My package from github repo.
Project description
# woeBinningPandas This code generates a supervised fine and coarse classing of numeric variables and factors with respect to a dichotomous target variable. Its parameters provide flexibility in finding a binning that fits specific data characteristics and practical needs.
The basis of this code was taken woeBinning code (https://github.com/cran/woeBinning/blob/master/R/woe.binning.R) and changed from R to Python. # Used programs versions Spyder (Python 3.7)
Pandas 0.23.4 # Used Python libraries import pandas as pd
import numpy as np
import math
import warnings
import copy # Using ### Cloning a repository from GitHub #### Use Git CMD
>cd YOUR LINK FOLDER
>git clone https://github.com/V1ad98/woeBinningPandas.git
#### File woeBinningPandas is ready to go! ### Set your variable CSV file > yourvariable = pd.read_csv(‘Yourfile.csv’) ### Set the df variable and specify the column names from your CSV file, which you want to use. > df = yourvariable[[‘columnnames1’, ‘columnnames2’,’columnnames3’]] ### At THE END of the code in the function call woe_binning set the values of the arguments > binning = woe_binning(df, target_var, pred_var, min_perc_total, min_perc_class, stop_limit, abbrev_fact_levels, event_class)
df - Name of data frame with input data.
target_var - Name of dichotomous target variable in quotes. Only target variables with two distinct values (0 or 1).
pred_var - Name of predictor variables to be binned in quotes.

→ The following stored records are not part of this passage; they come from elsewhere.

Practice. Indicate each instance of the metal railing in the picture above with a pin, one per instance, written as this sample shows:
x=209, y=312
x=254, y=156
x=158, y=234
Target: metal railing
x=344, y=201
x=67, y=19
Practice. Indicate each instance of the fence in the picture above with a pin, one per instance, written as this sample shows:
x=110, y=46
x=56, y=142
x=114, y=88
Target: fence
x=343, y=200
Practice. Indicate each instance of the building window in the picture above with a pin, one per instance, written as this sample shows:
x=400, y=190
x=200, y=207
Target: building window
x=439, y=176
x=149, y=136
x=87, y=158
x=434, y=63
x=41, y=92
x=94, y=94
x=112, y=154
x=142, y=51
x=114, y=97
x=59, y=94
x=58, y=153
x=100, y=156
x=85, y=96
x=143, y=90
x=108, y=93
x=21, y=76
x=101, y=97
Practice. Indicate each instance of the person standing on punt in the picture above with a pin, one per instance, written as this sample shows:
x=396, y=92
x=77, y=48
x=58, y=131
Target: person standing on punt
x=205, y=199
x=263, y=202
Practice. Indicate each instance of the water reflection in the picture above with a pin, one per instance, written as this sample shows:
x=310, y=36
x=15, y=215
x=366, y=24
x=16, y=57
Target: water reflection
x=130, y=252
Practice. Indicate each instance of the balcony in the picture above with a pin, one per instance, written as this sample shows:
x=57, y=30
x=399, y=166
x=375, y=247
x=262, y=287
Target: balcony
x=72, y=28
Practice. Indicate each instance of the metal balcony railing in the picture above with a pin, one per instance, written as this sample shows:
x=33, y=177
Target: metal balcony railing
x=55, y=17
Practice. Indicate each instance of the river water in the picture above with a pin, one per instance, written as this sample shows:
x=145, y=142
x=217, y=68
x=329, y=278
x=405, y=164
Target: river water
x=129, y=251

Values can be either numeric or factors.
min_perc_total - For numeric variables this parameter defines the number of initial classes before any merging is applied. WOE starts. Increasing the min_perc_total} parameter will avoid sparse bins. Accepted range: 0.0001-0.2; default: 0.05.
min_perc_ class - If a column percentage of one of the target classes within a bin is below this limit (e.g. below 0.01=1%) then the respective bin will be joined with others. In case of numeric variables adjacent predictor classes are merged. Setting min_perc_class > 0 may provide more reliable WOE values. Accepted range: 0-0.2; default: 0, i.e. no merging with respect to sparse target classes is applied.
stop_limit - Stops WOE based merging of the predictor’s classes/levels in case the resulting information value (IV) decreases more than (e.g. 0.05 = 5%) compared to the preceding binning step. stop_limit=0 will skip any WOE based merging. Increasing the stop_limit will simplify the binning solution and may avoid overfitting. Accepted range: 0-0.5; default: 0.1.
abbrev_fact_levels - Abbreviates the names of new (merged) factor levels via the base abbreviate function in case the specified number of characters is exceeded.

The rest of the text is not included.